Cependant M. Bourcart demeura toujours sur le qui-vive. La pirogue du lieutenant Allotte fut même envoyée en reconnaissance vers le nord-est. Elle revint sans avoir rien à signaler, ne s’étant pas aventurée d’une demi-lieue en direction du nord.

Au fond, peut-être, l’équipage n’eût-il pas été fâché d’en venir aux mains avec les Anglais. C’est de tradition chez les Français et surtout chez les marins. Ils songent encore à la revanche de Waterloo, ces braves gens ! Mais probablement, cette fois, le canon du Mont Saint-Jean ne se ferait pas entendre, et Wellington battrait en retraite vers la haute mer.

La besogne se continua dans d’excellentes conditions. M. Bourcart comptait que la moitié serait fondue pendant cette journée. Il avait donc l’espoir, si le vent se levait, de pouvoir appareiller dès le surlendemain avec deux cents barils de plus dans sa cale.

Une fois, cependant, vers quatre heures, il se produisit une alerte.

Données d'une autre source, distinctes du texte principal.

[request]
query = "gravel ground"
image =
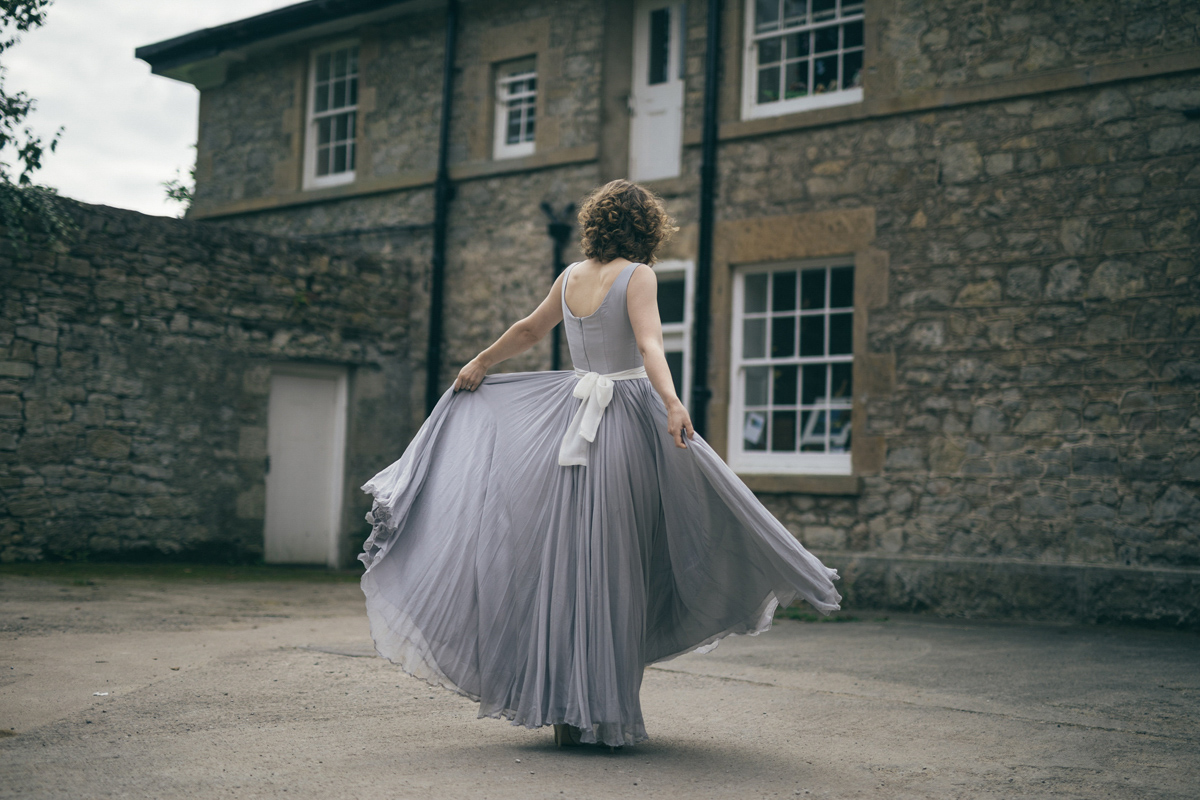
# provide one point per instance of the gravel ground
(180, 686)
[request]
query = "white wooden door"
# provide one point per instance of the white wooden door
(655, 132)
(305, 445)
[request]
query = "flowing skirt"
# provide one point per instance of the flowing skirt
(541, 591)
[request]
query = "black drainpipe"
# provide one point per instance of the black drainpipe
(442, 193)
(700, 391)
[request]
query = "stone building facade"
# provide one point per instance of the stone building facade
(1014, 187)
(135, 389)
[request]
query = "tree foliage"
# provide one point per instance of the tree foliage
(23, 202)
(180, 191)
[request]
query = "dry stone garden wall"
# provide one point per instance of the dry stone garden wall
(135, 373)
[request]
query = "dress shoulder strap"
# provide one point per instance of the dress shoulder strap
(567, 276)
(621, 286)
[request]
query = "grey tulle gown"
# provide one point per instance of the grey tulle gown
(543, 591)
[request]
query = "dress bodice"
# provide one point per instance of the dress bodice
(604, 340)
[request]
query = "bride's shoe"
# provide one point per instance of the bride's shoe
(567, 735)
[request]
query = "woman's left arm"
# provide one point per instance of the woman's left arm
(643, 314)
(520, 337)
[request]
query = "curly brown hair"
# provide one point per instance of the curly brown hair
(622, 220)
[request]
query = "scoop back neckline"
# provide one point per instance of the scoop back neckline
(603, 301)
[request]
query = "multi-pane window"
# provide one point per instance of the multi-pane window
(333, 114)
(675, 311)
(792, 367)
(516, 108)
(802, 54)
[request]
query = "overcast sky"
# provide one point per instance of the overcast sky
(126, 130)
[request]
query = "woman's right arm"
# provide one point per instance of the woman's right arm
(520, 337)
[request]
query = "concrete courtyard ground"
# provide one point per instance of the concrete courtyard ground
(160, 683)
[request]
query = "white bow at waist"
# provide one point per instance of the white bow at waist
(595, 391)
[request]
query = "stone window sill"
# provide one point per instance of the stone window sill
(846, 485)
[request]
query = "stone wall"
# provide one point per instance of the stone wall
(1037, 335)
(135, 370)
(1042, 316)
(941, 44)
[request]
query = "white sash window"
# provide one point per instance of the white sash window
(802, 54)
(792, 368)
(333, 115)
(516, 109)
(676, 290)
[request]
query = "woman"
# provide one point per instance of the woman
(546, 535)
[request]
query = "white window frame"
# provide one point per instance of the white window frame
(768, 463)
(501, 146)
(677, 336)
(311, 179)
(750, 107)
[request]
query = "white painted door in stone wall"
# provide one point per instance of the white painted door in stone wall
(655, 132)
(305, 446)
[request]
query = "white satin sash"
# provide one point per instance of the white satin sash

Le forgeron Thomas, embarqué dans le petit canot, était en train de consolider une des conassières du gouvernail, lorsqu’il crut entendre une sorte de clapotis du côté de l’ouest.

Était-ce un bruit d’avirons annonçant l’approche des pirogues du Repton… Les Anglais avaient-ils découvert la position du Saint-Enoch ?…

Le forgeron remonta aussitôt et prévint M. Bourcart. Qui sait si le moment n’était pas venu de décrocher les fusils au râtelier du carré, de se mettre sur la défensive ?

On suspendit le travail et les hommes occupés au dépeçage durent rembarquer.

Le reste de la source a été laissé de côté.